Mulheres como a senhora Angelina da Silva, 72, viúva, mãe de oito filhos. Aposentada, ela vivia, até então, em estado permanente de depressão. “ Todos os dias eu arrumava minha mortalha. Agora, eu nasci de novo”, desabafou.
Quem canta os Males Espanta
Hoje elas são, sem exceção, o retrato fiel da alegria e do entusiasmo. Duas vezes por semana ensaiam a coreografia e a voz. Na agenda, aulas de canto em escola de música patrocinada pela Prefeitura de Arapiraca. Tudo para aprimorar uma vocação natural nascida através do ofício de destalar e juntar as folhas de fumo.
A profissão, multiplicada na região, por conta da ascensão da cultura do fumo, era praticada em grandes salões que reuniam milhares de pessoas.
Numa jornada de trabalho que atravessava a madrugada, na época em que os rádios eram raros, era comum- e necessário- que surgisse algo que divertisse o grupo, mesclado por homens e mulheres.
Coube a elas, no entanto, a criação de uma espécie de brincadeira e que passou a ser levada a sério por quase quatro décadas. A partir de um mote nasciam os versinhos.
“ Podia ser a fome, uma namorico novo ou até uma briguinha”, explicou Ana Xavier, 62, destaladeira por mais de 50 anos e cantora do grupo desde sua fundação. O canto, cantado na forma de quadrilhas, sextilhas ou até pé quebrado ( quando a rima não é obrigatória), ultrapassou anos, atravessou gerações, mas não resistiria aos novos ritmos da vida moderna.
A aplicação das leis trabalhistas, por exemplo. Afinal, já não é mais permitida a jornada de trabalho ampliada, a presença das crianças no trabalho e a chegada dos aparelhos eletrônicos trazendo músicas para os mais variados gostos musicais.
Mesmo resgatadas através do livro do historiador Zezito Guedes, denominado “As Cantigas das Destaladeiras”, as músicas estavam ameaçadas de extinção, pois não eram mais cantadas. Até que surgiu a primeira iniciativa de renascimento na Vila Fernandes, na zona rural de Arapiraca, e, mais recentemente, a do grupo de mulheres de Canafístula. Felizes da vida, literalmente, elas cantam. Fazem isso sem cerimônia e sobre qualquer pretexto. Ainda como no passado, improvisam ou repetem a ladainha dos tempos em que Arapiraca era conhecida como a Capital Brasileira do Fumo.
Tempo em que elas, anonimamente, construíram essa história de desenvolvimento e progresso.

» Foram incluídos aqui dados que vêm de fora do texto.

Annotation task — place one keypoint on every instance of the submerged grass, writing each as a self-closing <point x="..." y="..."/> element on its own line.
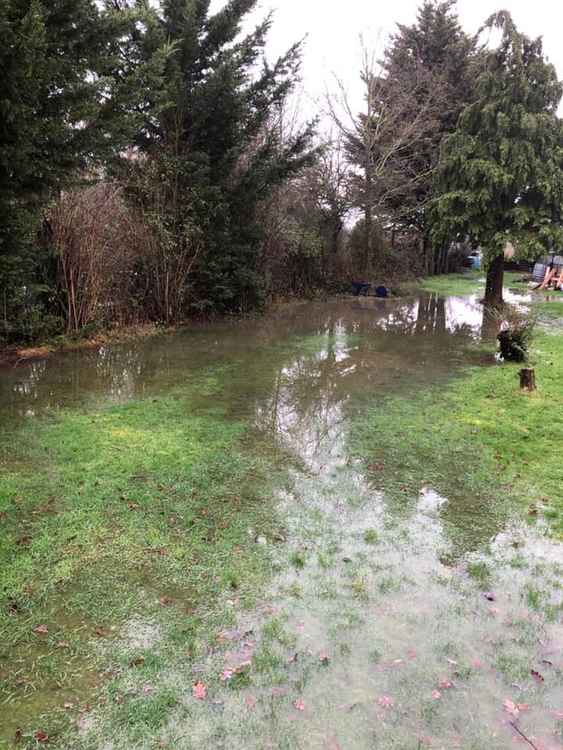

Hoje, vestidas em figurino apropriado e produzido por elas, as arrancam aplausos – como na apresentação de Juazeiro, no Ceará. Assim, mesmo com os dias contados para desaparecer dos salões de fumo, as cantadoras-destaladeiras trabalham pela preservação da espécie. Fazem isso através do Grupo de Canafístula e da formação de novos cantores formados pelo projeto Mestres da Cultura Popular Ação Griô, do qual Dona Angelina faz parte.
Nas escolas da rede pública municipal ela dá aulas de Cultura Popular e, mais ainda, de como é possível ser e fazer feliz através da arte. “ Hoje quero viver para cantar muito mais “, garantiu.
NOTA: Esta é a 2ª parte da reportagem, vencedora de um prêmio nacional, produzida pelos jornalistas Davi Salsa e Mônica Nunes. Leia a 1ª parte na postagem dedicada a Davi Salsa.
Fonte: AL Notícias.
[ Fonte: www.queremosjustica.com.br ]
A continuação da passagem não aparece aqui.